On Mon, Jul 13, 2009 at 10:02:13AM -0400, Gregory Haskins wrote:
> Gleb Natapov wrote:
> > On Mon, Jul 13, 2009 at 09:40:01AM -0400, Gregory Haskins wrote:
> >
> >> Gleb Natapov wrote:
> >>
> >>> On Mon, Jul 13, 2009 at 09:26:21AM -0400, Gregory Haskins wrote:
> >>>
> >>>
> >>>> Gleb Natapov wrote:
> >>>>
> >>>>
> >>>>> On Mon, Jul 13, 2009 at 04:02:56PM +0300, Michael S. Tsirkin wrote:
> >>>>>
> >>>>>
> >>>>>
> >>>>>> On Sun, Jul 12, 2009 at 03:03:53PM +0300, Gleb Natapov wrote:
> >>>>>>
> >>>>>>
> >>>>>>
> >>>>>>> Use RCU locking for mask/ack notifiers lists.
> >>>>>>>
> >>>>>>> Signed-off-by: Gleb Natapov <[email protected]>
> >>>>>>> ---
> >>>>>>> virt/kvm/irq_comm.c | 20 +++++++++++---------
> >>>>>>> 1 files changed, 11 insertions(+), 9 deletions(-)
> >>>>>>>
> >>>>>>> diff --git a/virt/kvm/irq_comm.c b/virt/kvm/irq_comm.c
> >>>>>>> index 5dde1ef..ba3a115 100644
> >>>>>>> --- a/virt/kvm/irq_comm.c
> >>>>>>> +++ b/virt/kvm/irq_comm.c
> >>>>>>> @@ -179,18 +179,18 @@ void kvm_notify_acked_irq(struct kvm *kvm,
> >>>>>>> unsigned irqchip, unsigned pin)
> >>>>>>> break;
> >>>>>>> }
> >>>>>>> }
> >>>>>>> - rcu_read_unlock();
> >>>>>>>
> >>>>>>> - hlist_for_each_entry(kian, n, &kvm->irq_ack_notifier_list, link)
> >>>>>>> + hlist_for_each_entry_rcu(kian, n, &kvm->irq_ack_notifier_list,
> >>>>>>> link)
> >>>>>>> if (kian->gsi == gsi)
> >>>>>>> kian->irq_acked(kian);
> >>>>>>> + rcu_read_unlock();
> >>>>>>> }
> >>>>>>>
> >>>>>>> void kvm_register_irq_ack_notifier(struct kvm *kvm,
> >>>>>>> struct kvm_irq_ack_notifier *kian)
> >>>>>>> {
> >>>>>>> mutex_lock(&kvm->irq_lock);
> >>>>>>> - hlist_add_head(&kian->link, &kvm->irq_ack_notifier_list);
> >>>>>>> + hlist_add_head_rcu(&kian->link, &kvm->irq_ack_notifier_list);
> >>>>>>> mutex_unlock(&kvm->irq_lock);
> >>>>>>> }
> >>>>>>>
> >>>>>>> @@ -198,8 +198,9 @@ void kvm_unregister_irq_ack_notifier(struct kvm
> >>>>>>> *kvm,
> >>>>>>> struct kvm_irq_ack_notifier *kian)
> >>>>>>> {
> >>>>>>> mutex_lock(&kvm->irq_lock);
> >>>>>>> - hlist_del_init(&kian->link);
> >>>>>>> + hlist_del_init_rcu(&kian->link);
> >>>>>>> mutex_unlock(&kvm->irq_lock);
> >>>>>>> + synchronize_rcu();
> >>>>>>> }
> >>>>>>>
> >>>>>>>
> >>>>>>>
> >>>>>> This is done under kvm->lock still, which means the lock might be held
> >>>>>> potentially for a very long time. Can synchronize_rcu be moved out of
> >>>>>> this lock?
> >>>>>>
> >>>>>>
> >>>>>>
> >>>>>>
> >>>>> Only if kvm_free_assigned_device() will be moved out of this lock.
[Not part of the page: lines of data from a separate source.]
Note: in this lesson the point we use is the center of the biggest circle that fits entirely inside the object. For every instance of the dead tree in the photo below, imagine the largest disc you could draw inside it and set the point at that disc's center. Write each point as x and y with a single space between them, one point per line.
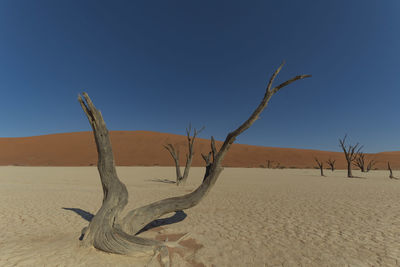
391 176
371 165
350 152
181 179
331 164
359 161
107 231
269 162
320 165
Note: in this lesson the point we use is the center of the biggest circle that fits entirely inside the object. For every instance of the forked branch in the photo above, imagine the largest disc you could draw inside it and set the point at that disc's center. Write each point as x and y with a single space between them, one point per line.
107 231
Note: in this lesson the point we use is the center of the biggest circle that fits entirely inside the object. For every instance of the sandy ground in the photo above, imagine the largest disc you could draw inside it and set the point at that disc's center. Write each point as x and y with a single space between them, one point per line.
144 148
252 217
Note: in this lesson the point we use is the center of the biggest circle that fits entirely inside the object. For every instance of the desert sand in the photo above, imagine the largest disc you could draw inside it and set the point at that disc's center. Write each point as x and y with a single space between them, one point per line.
252 217
145 148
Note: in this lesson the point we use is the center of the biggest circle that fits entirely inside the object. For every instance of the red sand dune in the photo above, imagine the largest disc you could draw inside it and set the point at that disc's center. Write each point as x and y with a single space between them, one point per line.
144 148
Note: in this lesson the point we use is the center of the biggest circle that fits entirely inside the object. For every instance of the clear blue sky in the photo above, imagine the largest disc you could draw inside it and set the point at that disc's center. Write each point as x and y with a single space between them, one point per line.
156 65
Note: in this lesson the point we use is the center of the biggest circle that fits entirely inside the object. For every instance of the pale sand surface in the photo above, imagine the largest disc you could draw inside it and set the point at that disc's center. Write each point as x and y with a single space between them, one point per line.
252 217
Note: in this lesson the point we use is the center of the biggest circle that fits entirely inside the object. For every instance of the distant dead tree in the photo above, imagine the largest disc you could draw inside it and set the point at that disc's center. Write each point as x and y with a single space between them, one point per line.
181 179
269 162
359 161
108 231
320 165
350 153
331 164
371 165
391 176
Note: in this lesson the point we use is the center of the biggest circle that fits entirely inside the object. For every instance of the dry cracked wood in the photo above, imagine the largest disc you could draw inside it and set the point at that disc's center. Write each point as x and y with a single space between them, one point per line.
110 233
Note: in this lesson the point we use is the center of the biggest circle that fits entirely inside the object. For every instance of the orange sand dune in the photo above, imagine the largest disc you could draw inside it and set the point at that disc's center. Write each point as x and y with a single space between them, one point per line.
144 148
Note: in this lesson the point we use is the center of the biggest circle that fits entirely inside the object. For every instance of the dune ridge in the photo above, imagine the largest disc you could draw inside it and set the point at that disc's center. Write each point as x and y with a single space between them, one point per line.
145 148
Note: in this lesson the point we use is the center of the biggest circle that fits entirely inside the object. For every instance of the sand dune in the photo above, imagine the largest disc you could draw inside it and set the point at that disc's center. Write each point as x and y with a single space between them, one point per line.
143 148
252 217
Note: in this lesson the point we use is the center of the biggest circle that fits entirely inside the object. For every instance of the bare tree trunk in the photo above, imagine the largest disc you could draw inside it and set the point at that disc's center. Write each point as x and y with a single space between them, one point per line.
350 153
320 165
110 233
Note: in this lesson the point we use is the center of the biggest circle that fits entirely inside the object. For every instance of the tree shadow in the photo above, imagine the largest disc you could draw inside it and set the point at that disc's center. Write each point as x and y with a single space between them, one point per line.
179 216
84 214
159 180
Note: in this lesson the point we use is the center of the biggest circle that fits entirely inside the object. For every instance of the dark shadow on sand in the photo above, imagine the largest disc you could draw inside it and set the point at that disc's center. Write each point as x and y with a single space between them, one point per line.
177 217
84 214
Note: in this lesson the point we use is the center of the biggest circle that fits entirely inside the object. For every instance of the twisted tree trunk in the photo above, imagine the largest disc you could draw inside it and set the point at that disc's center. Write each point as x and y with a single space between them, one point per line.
107 231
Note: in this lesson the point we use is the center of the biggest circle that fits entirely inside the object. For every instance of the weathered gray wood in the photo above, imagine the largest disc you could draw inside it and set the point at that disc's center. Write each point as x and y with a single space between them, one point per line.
102 232
350 153
136 219
110 233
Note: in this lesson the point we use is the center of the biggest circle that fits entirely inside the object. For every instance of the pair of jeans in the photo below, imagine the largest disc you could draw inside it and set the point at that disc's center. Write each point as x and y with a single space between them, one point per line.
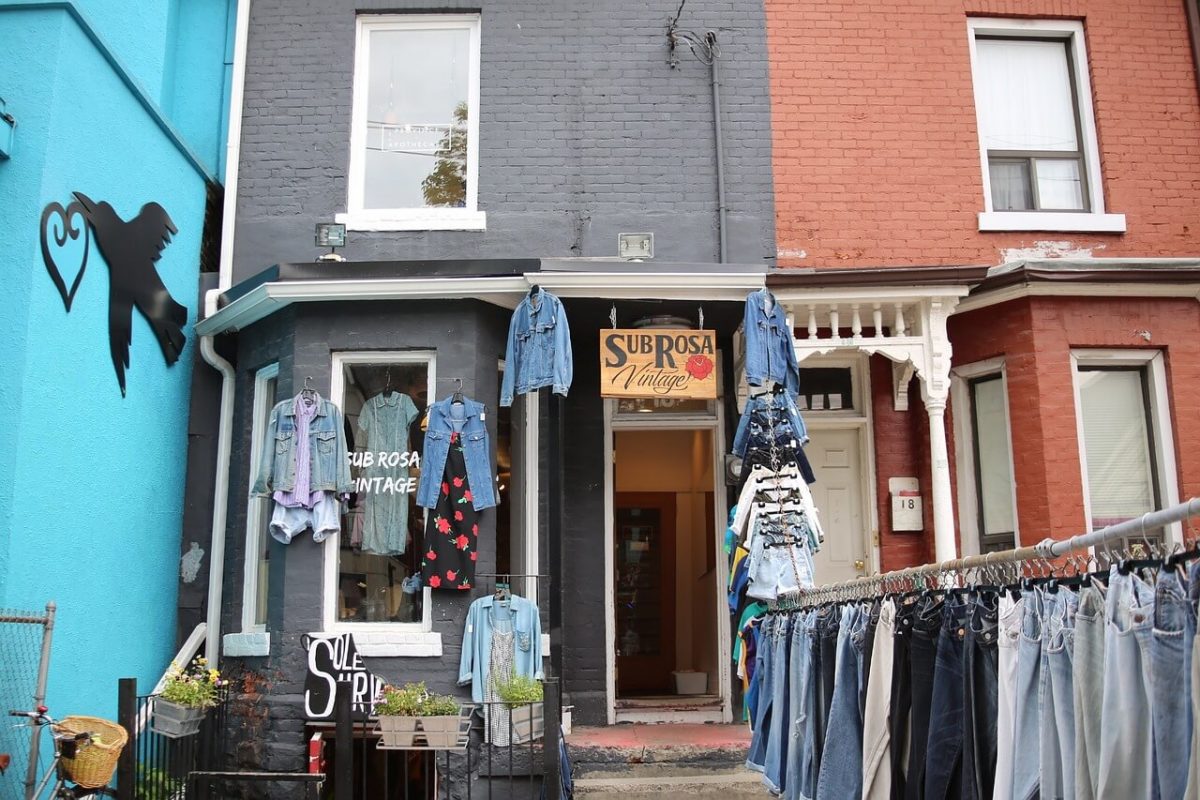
1089 681
1127 752
841 763
877 709
923 656
1027 699
1057 751
1170 678
1009 617
900 713
979 668
943 762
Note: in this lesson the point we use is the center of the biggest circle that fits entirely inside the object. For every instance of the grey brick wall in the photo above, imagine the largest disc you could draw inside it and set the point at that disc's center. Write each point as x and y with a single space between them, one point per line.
585 132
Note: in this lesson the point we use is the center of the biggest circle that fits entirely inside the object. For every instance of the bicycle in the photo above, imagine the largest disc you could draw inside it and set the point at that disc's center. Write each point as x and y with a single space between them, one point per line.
69 746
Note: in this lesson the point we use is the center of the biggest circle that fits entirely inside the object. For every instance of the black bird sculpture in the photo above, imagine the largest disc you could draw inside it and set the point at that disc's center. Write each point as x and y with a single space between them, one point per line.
131 250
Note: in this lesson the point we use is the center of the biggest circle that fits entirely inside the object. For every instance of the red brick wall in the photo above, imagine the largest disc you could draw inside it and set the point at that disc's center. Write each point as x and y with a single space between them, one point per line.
1036 336
876 150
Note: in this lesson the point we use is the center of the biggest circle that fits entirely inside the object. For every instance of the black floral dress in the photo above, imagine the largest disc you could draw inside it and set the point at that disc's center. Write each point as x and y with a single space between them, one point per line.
451 534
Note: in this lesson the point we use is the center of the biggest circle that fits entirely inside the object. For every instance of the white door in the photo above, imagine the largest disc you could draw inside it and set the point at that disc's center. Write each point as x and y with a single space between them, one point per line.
837 459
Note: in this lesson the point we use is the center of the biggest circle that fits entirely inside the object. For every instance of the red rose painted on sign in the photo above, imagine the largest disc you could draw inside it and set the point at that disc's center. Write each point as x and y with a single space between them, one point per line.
700 366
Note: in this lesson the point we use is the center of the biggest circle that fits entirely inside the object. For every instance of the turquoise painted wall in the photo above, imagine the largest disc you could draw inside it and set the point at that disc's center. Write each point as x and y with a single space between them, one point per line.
91 491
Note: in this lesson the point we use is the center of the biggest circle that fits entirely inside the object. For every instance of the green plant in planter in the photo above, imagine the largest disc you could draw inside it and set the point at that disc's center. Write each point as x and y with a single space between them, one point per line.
520 690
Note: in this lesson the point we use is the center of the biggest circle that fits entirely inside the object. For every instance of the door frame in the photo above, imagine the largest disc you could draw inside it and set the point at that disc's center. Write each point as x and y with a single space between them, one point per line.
863 421
667 421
> >>>>> Device de-assignment is not very frequent event though. How long do you
> >>>>> think it may be held? KVM RCU read sections are very brief.
> >>>>>
> >>>>>
> >>>>>
> >>>> Note that the delay imposed by the barrier is not only related to the
> >>>> length of the critical section. The barrier blocks until the next grace
> >>>> period, and depending on the type of RCU you are using and your config
> >>>> options, this could be multiple milliseconds.
> >>>>
> >>>> I am not saying that this is definitely a problem for your design. I
> >>>> am just pointing out that the length of the KVM-RCU read section is only
> >>>>
> >>>>
> >>> Yeah I understand that other RCU read section may introduce delays too.
> >>> The question is how big the delay may be.
> >>>
> >> I think you are misunderstanding me. The read-side CS is not a
> >> significant factor here so I am not worried about concurrent read-side
> >> CS causing a longer delay. What I am saying is that the grace period of
> >> your RCU subsystem is the dominant factor in the equation here, and this
> >> may be several milliseconds.
> >>
> >>
> > How is the "grace period" is determined? Isn't it just means "no cpus is
> > in RCU read section anymore"?
> >
>
> Nope ;)
>
Now I recall something about each CPU passing scheduler. Thanks.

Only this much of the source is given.